Rashi Writing
Until the mid-20th century, the use of Hebrew script in general, and Rashi in particular, was considered an integral part of Ladino (Judeo-Spanish). The Hebrew Rashi script (Rashi Script, כתב רש "י), also known as Sephardic script when handwritten, was developed by Sephardic Jews in Spain and the Arab countries. It owes its name to the acronym of the name of the rabbi and leading commentator on the Talmud, Ravi Solomon Ben Isaac (Troyes of France, 1040-1105).
It was an adaptation of the four-letter script, with variations from the Bible script. Its use was widespread. It was used in typography, in printed and interpretive texts, and in commentaries on the Torah and Talmud to distinguish it from the original text.
It flourished in Europe during the late Middle Ages and experienced a revival with the development of Hebrew printing in the 15th and 16th centuries. It was widely used in Hebrew publications in Italy, Spain and the Ottoman Empire, making it a basic writing system for commentaries on religious texts.
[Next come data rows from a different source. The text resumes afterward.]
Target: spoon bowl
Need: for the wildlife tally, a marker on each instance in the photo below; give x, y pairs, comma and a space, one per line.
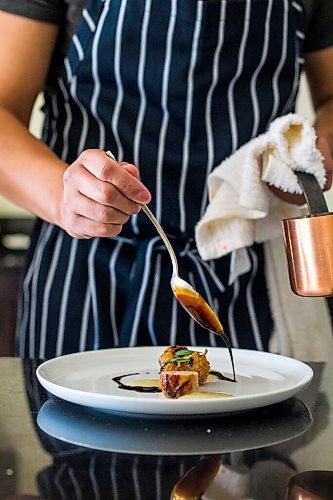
193, 303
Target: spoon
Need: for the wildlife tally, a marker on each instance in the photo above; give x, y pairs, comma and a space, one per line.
193, 303
186, 295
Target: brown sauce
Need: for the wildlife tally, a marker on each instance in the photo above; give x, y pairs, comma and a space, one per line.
150, 385
198, 308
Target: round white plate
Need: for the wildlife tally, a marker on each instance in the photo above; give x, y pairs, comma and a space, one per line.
86, 379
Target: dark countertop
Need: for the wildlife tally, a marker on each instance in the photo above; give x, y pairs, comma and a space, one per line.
98, 455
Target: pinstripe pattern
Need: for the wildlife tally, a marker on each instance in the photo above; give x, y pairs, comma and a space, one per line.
174, 87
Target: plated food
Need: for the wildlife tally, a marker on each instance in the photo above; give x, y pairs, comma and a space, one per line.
182, 372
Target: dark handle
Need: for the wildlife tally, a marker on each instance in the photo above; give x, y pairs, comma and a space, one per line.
314, 196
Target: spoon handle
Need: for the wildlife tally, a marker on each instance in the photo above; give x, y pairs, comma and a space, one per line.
158, 228
163, 236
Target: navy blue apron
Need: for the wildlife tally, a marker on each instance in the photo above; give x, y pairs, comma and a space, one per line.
174, 87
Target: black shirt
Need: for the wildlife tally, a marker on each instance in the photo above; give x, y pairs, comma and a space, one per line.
318, 22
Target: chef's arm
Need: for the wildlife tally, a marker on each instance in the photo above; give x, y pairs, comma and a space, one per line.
94, 195
30, 173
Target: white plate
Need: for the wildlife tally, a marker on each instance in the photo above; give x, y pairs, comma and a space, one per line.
86, 379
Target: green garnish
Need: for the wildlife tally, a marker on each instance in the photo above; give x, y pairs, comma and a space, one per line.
179, 358
184, 352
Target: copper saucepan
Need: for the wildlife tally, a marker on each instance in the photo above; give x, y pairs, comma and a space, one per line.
308, 243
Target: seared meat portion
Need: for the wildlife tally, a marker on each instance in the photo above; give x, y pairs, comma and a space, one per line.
175, 384
180, 358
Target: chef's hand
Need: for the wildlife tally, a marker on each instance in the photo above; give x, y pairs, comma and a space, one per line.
326, 149
100, 195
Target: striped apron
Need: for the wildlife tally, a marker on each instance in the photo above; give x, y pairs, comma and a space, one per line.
173, 87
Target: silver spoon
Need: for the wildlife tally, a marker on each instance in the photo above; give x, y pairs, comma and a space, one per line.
186, 295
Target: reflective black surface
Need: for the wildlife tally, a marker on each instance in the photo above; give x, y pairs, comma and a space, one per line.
52, 449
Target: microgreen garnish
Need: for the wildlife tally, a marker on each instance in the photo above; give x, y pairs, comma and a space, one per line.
184, 352
180, 357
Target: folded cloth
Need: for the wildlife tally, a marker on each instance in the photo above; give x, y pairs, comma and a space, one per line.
242, 210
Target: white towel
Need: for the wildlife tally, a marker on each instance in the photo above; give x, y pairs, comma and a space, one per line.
242, 210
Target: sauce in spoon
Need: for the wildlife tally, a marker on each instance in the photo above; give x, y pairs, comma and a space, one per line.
201, 312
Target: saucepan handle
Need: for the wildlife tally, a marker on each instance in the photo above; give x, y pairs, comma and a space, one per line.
314, 196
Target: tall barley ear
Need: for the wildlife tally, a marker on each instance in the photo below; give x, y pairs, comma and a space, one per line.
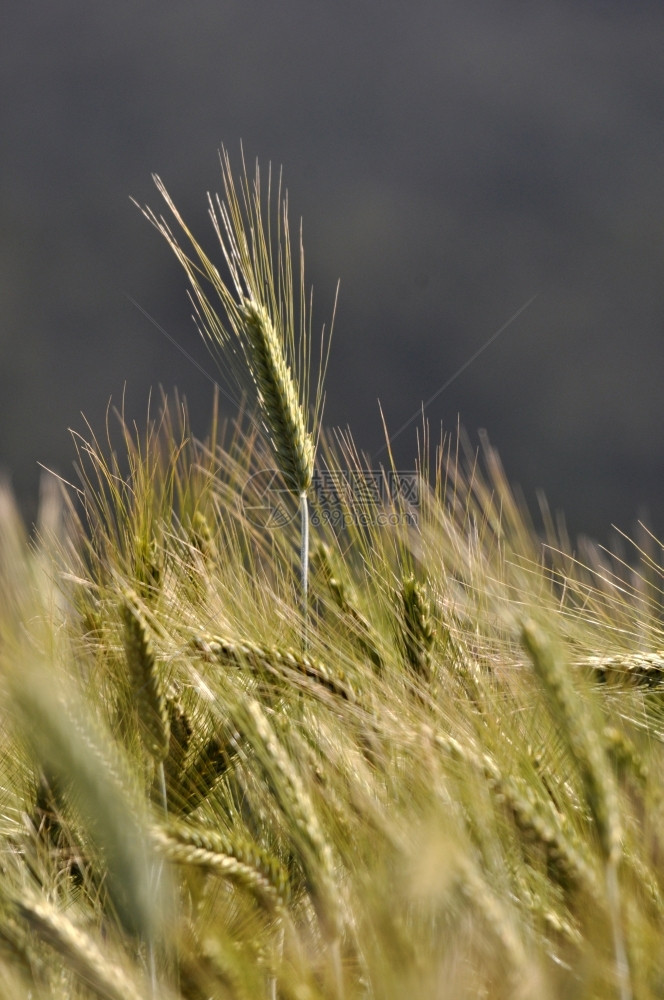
418, 629
263, 336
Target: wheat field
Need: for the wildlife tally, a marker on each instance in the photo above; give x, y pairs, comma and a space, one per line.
405, 746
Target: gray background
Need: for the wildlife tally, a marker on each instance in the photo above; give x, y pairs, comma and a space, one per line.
450, 161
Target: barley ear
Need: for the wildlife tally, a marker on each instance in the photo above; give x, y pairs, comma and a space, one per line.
283, 419
418, 631
583, 740
146, 683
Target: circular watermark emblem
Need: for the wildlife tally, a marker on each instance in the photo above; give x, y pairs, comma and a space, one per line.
267, 501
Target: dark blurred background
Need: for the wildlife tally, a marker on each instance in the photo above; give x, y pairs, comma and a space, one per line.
450, 160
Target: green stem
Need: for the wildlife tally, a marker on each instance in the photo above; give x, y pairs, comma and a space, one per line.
304, 563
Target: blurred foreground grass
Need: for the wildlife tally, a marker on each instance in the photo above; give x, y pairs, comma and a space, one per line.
452, 787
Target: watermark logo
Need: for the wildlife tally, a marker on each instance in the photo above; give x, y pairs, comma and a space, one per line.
340, 498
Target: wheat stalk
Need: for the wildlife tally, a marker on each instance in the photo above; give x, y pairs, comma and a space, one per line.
146, 683
239, 860
258, 339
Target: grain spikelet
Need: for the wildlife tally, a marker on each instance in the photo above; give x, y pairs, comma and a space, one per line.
582, 738
418, 631
282, 417
239, 860
284, 664
147, 685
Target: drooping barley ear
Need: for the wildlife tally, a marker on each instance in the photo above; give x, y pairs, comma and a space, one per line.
281, 663
585, 744
241, 861
146, 682
201, 534
101, 973
418, 630
362, 631
583, 739
639, 669
284, 422
283, 419
265, 335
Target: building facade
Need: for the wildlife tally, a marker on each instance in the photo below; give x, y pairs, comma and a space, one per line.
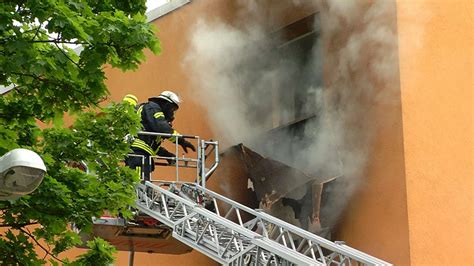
383, 89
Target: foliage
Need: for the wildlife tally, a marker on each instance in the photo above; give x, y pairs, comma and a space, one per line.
48, 80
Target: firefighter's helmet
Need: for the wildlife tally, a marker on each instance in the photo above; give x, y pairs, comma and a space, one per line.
168, 96
131, 99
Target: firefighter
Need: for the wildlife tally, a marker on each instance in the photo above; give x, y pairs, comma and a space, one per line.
157, 116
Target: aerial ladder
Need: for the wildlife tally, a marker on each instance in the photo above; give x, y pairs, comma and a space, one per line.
226, 231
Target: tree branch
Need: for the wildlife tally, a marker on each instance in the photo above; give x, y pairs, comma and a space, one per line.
39, 244
64, 53
37, 31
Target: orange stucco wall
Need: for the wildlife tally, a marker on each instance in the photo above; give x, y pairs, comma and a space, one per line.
436, 88
415, 204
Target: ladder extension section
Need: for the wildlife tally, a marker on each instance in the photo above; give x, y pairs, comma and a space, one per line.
224, 237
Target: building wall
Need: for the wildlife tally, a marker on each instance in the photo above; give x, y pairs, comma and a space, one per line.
436, 88
414, 205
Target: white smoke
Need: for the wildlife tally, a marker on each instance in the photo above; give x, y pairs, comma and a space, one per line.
235, 68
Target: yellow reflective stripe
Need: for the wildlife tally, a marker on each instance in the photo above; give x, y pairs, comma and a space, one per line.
138, 143
173, 138
158, 115
138, 170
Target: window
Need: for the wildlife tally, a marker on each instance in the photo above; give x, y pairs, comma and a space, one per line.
297, 96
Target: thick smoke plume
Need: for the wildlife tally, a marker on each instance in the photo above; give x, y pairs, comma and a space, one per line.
238, 67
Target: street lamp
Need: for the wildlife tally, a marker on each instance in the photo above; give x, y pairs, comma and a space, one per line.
21, 172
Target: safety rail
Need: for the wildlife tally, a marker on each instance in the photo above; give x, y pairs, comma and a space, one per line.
197, 221
199, 162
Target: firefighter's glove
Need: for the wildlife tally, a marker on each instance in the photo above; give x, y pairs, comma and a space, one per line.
186, 144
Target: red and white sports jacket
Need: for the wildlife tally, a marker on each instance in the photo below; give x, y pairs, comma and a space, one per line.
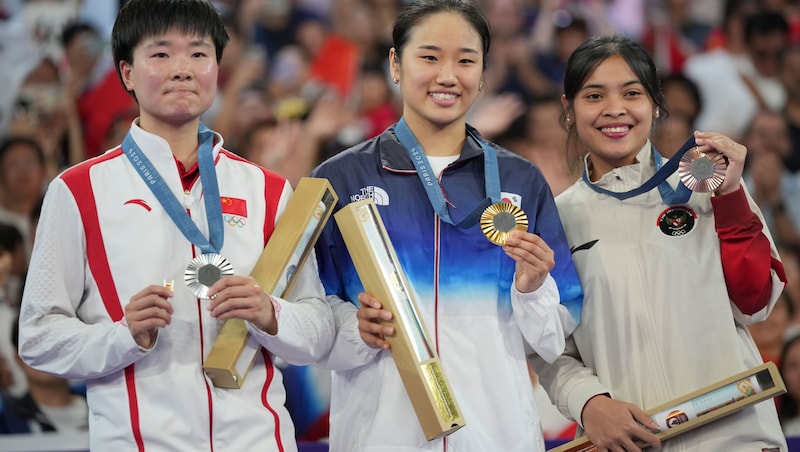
102, 237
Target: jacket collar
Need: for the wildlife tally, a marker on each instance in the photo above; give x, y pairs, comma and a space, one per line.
395, 157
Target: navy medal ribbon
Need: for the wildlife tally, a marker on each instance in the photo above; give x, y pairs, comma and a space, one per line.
670, 196
159, 188
431, 184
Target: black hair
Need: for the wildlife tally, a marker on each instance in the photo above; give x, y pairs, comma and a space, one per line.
764, 23
585, 59
787, 405
414, 13
141, 19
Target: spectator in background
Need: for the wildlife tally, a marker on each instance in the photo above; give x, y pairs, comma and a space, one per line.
274, 24
768, 335
19, 54
6, 377
44, 114
729, 34
12, 269
23, 178
674, 34
774, 188
789, 403
790, 78
50, 404
542, 141
733, 87
91, 82
682, 98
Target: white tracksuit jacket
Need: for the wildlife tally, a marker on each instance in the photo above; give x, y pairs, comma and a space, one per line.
657, 321
103, 237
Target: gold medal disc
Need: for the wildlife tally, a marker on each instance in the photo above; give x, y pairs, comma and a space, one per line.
500, 219
702, 171
203, 271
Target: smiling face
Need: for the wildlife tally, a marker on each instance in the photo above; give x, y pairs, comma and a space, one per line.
613, 115
439, 70
174, 77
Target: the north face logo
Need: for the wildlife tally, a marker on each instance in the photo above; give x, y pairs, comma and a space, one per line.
377, 194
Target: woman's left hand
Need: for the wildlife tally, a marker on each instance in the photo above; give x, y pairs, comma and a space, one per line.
733, 151
534, 260
240, 297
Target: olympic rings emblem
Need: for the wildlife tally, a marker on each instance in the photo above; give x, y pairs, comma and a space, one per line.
235, 221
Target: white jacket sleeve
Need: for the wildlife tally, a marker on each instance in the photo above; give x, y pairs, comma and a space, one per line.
567, 381
54, 338
539, 319
305, 322
349, 351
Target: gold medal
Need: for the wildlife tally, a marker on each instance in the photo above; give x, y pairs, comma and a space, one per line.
702, 171
203, 271
500, 219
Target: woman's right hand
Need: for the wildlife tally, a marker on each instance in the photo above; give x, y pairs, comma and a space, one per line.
371, 316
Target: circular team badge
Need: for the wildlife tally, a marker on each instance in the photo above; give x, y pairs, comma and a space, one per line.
203, 271
677, 221
500, 219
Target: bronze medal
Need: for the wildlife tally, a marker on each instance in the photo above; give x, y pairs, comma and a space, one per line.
702, 171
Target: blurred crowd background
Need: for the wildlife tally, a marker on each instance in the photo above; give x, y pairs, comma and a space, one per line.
304, 79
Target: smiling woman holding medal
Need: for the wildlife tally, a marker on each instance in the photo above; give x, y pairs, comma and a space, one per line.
486, 300
169, 205
674, 259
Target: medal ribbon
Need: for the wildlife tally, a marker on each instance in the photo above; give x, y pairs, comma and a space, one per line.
208, 176
431, 184
670, 196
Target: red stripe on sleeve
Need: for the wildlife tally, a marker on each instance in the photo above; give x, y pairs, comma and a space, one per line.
79, 183
745, 253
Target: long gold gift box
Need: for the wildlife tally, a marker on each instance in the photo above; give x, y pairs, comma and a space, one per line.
416, 359
696, 409
293, 239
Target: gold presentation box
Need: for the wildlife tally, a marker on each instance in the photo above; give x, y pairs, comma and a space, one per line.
704, 405
415, 357
292, 241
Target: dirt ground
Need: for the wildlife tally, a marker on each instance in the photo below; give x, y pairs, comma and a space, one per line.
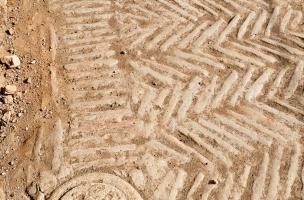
162, 99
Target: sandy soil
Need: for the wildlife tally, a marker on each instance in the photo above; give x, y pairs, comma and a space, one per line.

Rashi is not just an ancient writing system, but an important vehicle of Jewish literary and religious tradition. Indicative of the value of this particular script is the opinion of Samuel Saadi Levy, a Ladino journalist in Thessaloniki (1904), that "The day that a single word of Judeo-Spanish is printed in a script other than Rashi or so-called square Hebrew, on that day our language will be dead and buried."
The Rashi writing system remains a valuable tool for the study of classical Hebrew texts and a symbol of the rabbinic hermeneutical tradition.